Pub Date: Sept. 1st, 1980
ISBN: 0060220120
Publisher: Harper & Row

A small, sturdy, shapely evocation of the artist's calling, prefaced by a quotation from Pisarro—"Only painting counts"—and featuring a white-bearded, straw-hatted Pissarro-like painter. "An artist is like God, but small," it begins. "He can't see out of God's creation,/ for it includes him./ With the seas divided,/ all the animals named,/ and the sun and moon and stars/ set in their tracks,/ an artist spends his life/ not only wondering, but wanting to work like God/ with what he can command: his paints." So: "He tries to copy God's creations." And on his easel we see a landscape. "He tries to shape beauty with his hand." A long-curving stroke of the brush. "He tries to make order out of nature." A geometric abstract. "He tries to paint the thoughts and feelings in his mind." Freeforms.

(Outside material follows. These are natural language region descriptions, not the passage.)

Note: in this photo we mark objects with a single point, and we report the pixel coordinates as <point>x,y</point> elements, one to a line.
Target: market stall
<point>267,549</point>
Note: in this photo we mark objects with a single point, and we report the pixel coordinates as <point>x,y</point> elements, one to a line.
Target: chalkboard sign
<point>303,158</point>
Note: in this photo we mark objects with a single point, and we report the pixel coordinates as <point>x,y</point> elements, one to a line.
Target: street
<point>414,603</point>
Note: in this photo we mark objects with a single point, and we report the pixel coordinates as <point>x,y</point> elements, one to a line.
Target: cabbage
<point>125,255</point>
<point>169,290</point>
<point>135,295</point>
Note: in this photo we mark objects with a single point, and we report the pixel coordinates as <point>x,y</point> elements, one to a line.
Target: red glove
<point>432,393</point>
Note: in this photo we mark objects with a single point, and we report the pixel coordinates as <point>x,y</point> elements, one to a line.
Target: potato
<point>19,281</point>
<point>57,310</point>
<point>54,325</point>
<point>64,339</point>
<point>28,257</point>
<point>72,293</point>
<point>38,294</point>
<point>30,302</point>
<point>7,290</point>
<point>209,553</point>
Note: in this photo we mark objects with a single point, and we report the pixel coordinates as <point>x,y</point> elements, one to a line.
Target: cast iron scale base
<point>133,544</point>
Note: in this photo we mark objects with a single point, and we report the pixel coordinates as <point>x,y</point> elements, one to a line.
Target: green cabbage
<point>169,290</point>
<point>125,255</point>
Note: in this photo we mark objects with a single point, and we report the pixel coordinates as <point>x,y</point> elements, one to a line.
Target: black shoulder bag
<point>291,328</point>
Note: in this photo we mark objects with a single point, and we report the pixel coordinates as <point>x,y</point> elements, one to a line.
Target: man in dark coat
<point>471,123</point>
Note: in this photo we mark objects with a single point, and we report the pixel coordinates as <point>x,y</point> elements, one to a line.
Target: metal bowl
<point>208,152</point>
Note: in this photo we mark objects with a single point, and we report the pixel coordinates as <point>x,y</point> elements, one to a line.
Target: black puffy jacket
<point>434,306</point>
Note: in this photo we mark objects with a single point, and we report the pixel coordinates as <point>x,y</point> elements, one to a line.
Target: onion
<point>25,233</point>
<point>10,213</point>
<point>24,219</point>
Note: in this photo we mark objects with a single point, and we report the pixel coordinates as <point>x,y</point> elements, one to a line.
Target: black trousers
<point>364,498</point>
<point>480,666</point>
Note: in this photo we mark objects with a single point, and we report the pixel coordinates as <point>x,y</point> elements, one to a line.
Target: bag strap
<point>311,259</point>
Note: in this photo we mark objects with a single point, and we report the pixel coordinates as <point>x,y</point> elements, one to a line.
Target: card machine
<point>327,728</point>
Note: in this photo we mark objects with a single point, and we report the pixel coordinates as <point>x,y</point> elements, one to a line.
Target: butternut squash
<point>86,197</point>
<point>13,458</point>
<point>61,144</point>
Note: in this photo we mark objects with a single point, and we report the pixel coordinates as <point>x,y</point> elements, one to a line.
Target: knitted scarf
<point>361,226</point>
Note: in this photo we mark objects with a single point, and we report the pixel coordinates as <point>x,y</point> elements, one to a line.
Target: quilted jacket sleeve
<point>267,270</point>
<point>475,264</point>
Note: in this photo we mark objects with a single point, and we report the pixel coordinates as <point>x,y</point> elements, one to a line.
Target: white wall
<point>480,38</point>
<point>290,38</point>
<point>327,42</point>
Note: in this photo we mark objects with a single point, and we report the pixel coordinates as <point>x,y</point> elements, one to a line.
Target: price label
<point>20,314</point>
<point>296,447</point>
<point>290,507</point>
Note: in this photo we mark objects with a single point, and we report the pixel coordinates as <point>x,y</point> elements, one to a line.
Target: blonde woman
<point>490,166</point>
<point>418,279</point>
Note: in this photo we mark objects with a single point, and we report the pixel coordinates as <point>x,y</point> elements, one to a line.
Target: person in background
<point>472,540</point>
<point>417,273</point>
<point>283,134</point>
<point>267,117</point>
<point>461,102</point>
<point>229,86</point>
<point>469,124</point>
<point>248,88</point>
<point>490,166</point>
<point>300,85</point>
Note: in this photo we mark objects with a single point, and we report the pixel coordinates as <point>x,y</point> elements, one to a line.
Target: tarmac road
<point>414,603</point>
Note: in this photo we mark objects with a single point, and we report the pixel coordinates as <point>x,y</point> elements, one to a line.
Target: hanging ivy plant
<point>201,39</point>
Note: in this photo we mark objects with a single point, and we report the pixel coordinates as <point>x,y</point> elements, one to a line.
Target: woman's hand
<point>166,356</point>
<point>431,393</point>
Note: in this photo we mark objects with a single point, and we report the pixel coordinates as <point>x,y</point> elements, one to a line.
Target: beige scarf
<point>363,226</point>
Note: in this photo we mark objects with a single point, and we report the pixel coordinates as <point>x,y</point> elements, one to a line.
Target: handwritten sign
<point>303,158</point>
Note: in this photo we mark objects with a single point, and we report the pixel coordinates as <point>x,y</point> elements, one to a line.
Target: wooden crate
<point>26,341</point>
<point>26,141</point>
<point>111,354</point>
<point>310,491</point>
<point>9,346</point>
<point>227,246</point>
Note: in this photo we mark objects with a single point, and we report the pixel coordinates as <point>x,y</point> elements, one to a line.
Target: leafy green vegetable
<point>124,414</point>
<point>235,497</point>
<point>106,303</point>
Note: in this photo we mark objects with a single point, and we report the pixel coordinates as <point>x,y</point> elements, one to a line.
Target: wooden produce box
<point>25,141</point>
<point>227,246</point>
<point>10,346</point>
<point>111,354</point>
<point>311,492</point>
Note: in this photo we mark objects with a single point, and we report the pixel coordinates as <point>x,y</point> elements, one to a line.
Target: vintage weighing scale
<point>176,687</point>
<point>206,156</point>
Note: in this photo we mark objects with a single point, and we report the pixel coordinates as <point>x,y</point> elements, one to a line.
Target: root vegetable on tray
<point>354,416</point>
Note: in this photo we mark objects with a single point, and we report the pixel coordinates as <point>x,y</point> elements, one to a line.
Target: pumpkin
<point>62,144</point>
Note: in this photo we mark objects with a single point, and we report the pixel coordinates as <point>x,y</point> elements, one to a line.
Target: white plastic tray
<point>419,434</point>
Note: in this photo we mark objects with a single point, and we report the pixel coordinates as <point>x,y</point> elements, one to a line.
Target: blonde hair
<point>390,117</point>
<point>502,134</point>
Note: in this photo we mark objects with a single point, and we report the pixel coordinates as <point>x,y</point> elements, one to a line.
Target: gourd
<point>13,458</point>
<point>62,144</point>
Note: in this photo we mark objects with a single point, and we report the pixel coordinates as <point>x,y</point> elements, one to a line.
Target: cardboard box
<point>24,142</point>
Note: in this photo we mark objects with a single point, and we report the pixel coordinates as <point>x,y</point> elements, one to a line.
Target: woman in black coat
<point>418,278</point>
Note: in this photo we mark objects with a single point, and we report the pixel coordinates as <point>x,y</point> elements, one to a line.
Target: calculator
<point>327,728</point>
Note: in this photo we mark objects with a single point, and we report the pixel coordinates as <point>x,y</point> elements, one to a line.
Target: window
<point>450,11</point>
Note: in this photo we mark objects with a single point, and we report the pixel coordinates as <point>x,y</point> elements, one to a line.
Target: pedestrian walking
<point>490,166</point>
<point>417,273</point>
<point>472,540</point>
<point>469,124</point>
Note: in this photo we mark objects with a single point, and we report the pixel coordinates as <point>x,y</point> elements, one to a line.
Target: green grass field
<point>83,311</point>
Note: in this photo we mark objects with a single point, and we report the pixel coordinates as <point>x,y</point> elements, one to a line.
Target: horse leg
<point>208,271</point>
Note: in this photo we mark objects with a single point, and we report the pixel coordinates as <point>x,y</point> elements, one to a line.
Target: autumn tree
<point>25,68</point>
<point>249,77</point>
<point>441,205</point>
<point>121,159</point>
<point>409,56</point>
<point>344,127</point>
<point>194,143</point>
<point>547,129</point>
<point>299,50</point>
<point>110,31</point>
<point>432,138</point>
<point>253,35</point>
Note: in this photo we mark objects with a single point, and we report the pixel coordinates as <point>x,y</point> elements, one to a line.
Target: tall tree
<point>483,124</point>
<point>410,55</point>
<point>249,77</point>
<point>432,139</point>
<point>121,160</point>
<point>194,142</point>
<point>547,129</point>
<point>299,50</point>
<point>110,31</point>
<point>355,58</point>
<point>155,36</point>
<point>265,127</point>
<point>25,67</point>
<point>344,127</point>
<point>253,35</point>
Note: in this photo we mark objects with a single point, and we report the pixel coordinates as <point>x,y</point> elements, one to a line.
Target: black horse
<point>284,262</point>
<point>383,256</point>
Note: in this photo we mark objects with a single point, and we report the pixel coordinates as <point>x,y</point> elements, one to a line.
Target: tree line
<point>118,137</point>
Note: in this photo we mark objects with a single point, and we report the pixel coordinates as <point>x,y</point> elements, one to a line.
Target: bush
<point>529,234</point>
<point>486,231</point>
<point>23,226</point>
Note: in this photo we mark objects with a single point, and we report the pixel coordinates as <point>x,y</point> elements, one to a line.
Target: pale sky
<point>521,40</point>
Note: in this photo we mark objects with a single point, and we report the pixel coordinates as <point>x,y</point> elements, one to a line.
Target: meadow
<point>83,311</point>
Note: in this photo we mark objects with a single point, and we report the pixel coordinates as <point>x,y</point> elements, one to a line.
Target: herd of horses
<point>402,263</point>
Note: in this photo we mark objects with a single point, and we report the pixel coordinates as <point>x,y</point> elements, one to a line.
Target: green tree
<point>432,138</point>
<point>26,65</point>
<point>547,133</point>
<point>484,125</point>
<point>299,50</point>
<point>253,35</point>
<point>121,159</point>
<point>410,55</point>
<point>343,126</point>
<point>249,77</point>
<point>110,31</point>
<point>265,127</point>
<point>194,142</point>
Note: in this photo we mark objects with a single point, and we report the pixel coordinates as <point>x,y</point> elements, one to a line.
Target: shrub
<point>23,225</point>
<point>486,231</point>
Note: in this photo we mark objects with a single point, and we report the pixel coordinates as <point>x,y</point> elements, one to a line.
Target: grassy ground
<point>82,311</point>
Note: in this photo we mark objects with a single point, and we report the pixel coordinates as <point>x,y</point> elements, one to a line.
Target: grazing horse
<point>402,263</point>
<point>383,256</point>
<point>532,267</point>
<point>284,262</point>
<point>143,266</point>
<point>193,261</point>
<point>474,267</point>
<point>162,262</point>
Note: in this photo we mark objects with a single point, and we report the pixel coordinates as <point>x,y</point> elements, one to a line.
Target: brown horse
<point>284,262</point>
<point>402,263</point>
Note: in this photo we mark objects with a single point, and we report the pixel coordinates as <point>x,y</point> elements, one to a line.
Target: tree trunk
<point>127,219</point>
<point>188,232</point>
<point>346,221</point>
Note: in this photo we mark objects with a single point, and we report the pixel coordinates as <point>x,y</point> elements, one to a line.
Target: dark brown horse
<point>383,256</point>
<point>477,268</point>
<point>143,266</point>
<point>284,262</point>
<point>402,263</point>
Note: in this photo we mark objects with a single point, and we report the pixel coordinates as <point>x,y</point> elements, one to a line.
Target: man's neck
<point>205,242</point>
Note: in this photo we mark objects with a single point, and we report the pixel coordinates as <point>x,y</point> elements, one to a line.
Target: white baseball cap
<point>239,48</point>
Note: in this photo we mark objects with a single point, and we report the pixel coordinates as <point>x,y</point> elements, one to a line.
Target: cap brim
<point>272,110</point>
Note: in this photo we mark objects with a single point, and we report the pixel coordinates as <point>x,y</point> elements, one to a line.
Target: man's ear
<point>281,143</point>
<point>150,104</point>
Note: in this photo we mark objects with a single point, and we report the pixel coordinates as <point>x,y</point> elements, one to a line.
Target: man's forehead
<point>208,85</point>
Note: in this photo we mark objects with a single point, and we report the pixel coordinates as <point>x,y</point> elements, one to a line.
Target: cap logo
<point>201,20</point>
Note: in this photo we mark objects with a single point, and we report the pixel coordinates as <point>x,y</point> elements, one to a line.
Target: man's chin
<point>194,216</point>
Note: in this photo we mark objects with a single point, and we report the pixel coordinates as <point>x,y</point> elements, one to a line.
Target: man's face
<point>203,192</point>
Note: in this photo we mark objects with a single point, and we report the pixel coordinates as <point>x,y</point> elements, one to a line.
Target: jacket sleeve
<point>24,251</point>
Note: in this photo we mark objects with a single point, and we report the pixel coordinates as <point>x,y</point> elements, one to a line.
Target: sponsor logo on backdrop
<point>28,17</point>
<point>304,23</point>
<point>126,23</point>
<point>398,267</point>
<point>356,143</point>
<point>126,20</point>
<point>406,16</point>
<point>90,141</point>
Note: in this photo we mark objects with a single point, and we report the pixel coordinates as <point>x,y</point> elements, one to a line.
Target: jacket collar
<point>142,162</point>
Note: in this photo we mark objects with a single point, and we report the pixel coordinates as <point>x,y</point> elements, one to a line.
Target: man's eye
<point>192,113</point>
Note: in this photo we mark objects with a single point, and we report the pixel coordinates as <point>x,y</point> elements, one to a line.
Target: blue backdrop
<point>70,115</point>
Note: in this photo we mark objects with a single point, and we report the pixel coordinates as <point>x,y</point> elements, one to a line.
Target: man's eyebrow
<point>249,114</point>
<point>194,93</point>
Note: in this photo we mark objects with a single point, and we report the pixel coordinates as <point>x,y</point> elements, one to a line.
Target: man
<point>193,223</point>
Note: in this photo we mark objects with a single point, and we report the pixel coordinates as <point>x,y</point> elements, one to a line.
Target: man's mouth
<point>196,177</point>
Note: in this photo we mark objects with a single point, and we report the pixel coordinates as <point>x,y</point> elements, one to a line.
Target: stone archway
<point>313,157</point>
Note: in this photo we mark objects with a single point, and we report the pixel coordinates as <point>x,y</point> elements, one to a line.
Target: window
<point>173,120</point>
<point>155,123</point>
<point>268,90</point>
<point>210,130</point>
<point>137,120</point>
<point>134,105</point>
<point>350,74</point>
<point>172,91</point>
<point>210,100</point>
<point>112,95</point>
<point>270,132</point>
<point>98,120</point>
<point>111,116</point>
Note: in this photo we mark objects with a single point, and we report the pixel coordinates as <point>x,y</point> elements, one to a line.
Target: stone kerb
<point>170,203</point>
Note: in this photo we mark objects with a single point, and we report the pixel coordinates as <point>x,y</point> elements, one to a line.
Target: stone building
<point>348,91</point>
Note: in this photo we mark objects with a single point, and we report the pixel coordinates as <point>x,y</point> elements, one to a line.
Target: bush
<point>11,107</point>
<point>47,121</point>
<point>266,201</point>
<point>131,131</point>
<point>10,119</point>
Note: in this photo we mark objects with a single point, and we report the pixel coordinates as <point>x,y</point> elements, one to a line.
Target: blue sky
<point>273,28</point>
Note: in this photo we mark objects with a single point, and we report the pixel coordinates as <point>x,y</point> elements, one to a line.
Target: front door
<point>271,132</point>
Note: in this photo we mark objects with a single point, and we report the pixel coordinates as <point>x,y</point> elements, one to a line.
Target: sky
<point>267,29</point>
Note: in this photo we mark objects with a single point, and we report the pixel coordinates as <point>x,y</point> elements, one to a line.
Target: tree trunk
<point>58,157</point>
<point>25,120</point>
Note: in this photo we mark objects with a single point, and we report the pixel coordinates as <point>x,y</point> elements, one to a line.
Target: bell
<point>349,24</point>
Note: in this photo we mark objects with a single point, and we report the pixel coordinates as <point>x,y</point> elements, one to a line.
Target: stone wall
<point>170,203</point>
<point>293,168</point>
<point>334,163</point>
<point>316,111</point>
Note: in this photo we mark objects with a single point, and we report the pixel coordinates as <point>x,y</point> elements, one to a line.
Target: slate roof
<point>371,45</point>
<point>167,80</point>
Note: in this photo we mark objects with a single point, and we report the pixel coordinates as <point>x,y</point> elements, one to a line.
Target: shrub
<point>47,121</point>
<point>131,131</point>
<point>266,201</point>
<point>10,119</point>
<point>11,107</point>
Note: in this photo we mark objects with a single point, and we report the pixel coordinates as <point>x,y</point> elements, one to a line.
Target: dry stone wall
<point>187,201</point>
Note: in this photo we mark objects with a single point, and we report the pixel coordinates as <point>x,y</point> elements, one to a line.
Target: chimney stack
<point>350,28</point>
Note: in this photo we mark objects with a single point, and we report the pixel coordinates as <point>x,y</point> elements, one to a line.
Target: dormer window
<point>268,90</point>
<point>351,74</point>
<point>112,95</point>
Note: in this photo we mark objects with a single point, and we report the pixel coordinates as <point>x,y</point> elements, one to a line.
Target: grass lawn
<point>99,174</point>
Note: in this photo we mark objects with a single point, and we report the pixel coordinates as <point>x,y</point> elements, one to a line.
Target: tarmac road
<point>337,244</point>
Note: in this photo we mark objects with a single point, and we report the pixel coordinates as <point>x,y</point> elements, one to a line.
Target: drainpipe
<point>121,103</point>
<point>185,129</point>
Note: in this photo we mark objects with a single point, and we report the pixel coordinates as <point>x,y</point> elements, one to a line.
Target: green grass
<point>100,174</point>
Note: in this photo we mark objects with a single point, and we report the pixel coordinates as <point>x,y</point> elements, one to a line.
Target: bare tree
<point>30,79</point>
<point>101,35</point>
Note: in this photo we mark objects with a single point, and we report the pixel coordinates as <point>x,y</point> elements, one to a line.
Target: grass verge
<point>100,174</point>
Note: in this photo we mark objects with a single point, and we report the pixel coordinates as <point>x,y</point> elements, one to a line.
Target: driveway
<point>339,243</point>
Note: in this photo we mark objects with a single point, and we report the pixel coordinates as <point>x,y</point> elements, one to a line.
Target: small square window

Then, the reprise: "An artist is like God/ as God created him./ Small, strong, and with limited days,/ his gift of breath is spent/ over his paintbox./ Choosing and brushing his colors,/ he tries to make paint sing." In its entirety, this may indeed speak more volumes to adults than to children; but excepting only a few phrases near the end ("and with limited days, his gift of breath is spent"), the text is graphic, the imagery plain. And the illustrations—tiny, almost-childlike watercolors into which the palpable figure of the painter is set, a painter within paintings—have an immediate appeal and the resonance of some of Goffstein's best work. It's special, maybe, but it's not forced.